Early-phase ATMP clinical trials see promising growth

Clinical trials for advanced therapies in the UK witnessed major growth in 2024, Cell and Gene Therapy Catapult’s (CGT Catapult) has reported. Notably, the UK’s sector saw a significant increase in Phase I ATMP clinical trials between 2023 and 2024, the number almost doubling (24 to 41, respectively). This represents a 70 percent growth in early-stage clinical trials.

These findings are based on the organisation’s recent ‘UK 2024 Advanced Therapy Medicinal Product (ATMP) Clinical Trials Database’ report.

UK ATMP clinical trials in 2024

Other data highlights include:

• The number of ongoing advanced therapy clinical trials in the UK have increased by seven percent compared to 2023
• The majority of ATMP clinical trials in 2024 involved genetically modified therapies
• Oncology continues to hold the dominant area for therapies under investigation. Additionally, treatments investigating metabolic indications were shown to have grown from eight percent in 2023 to 13 percent in 2024.

Furthermore, the research found that there were 27 new or initiated trials in 2024. Comparatively, this number was 13 in 2023, indicating a “growing pipeline of products”, according to the report.

Overall, the data demonstrates “the UK’s continued strength” in advanced therapy clinical trials, making the UK an attractive place to develop these treatments, as well as creating the “skills, capabilities and environment” to enable patients better access to these drugs, Matthew Durdy, Chief Executive of the CGT Catapult remarked.

Strengthening the UK’s cell and gene therapy sector

These findings from the CGT Catapult demonstrate the UK ATMP sector’s continuing progress in recent years. For instance, in 2024, three industry partners agreed to collaborate to advance gene therapy production.
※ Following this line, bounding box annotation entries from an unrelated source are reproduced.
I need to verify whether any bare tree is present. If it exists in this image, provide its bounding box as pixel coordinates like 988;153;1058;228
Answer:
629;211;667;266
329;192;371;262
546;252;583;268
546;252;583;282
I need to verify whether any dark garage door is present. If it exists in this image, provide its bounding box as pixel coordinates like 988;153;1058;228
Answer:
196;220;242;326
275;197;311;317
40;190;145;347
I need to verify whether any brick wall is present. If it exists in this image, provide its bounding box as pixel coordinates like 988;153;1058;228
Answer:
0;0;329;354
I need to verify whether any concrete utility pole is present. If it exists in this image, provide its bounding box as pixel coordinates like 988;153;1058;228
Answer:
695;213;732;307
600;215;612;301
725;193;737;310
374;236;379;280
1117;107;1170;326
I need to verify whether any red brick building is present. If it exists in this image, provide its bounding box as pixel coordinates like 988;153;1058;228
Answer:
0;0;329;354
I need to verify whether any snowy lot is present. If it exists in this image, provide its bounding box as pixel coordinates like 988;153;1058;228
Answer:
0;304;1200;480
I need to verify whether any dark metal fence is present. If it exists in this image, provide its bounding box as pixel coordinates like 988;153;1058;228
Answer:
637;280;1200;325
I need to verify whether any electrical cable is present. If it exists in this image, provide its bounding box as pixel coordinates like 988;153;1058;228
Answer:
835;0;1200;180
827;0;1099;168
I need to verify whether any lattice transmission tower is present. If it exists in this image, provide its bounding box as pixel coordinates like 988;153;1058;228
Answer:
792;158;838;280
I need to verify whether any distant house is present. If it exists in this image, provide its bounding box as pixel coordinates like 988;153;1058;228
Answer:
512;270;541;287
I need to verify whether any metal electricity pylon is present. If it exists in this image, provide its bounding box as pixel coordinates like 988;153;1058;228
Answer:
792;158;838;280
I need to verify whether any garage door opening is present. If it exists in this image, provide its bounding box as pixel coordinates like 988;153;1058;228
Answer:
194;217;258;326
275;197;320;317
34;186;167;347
The two-year project involves development an intensified perfusion process for manufacturing adeno-associated virus (AAV) vectors.

Following its announcement, CGT Catapult’s Chief Executive explained: “AAV is a crucial element in many gene therapies yet there are currently no clinically approved AAV products manufactured using perfusion technologies.”

He added that the initiative “aims to help make gene therapies more affordable to healthcare systems and ensure that sufficient volumes of AAV can be produced to meet an increase in demand”.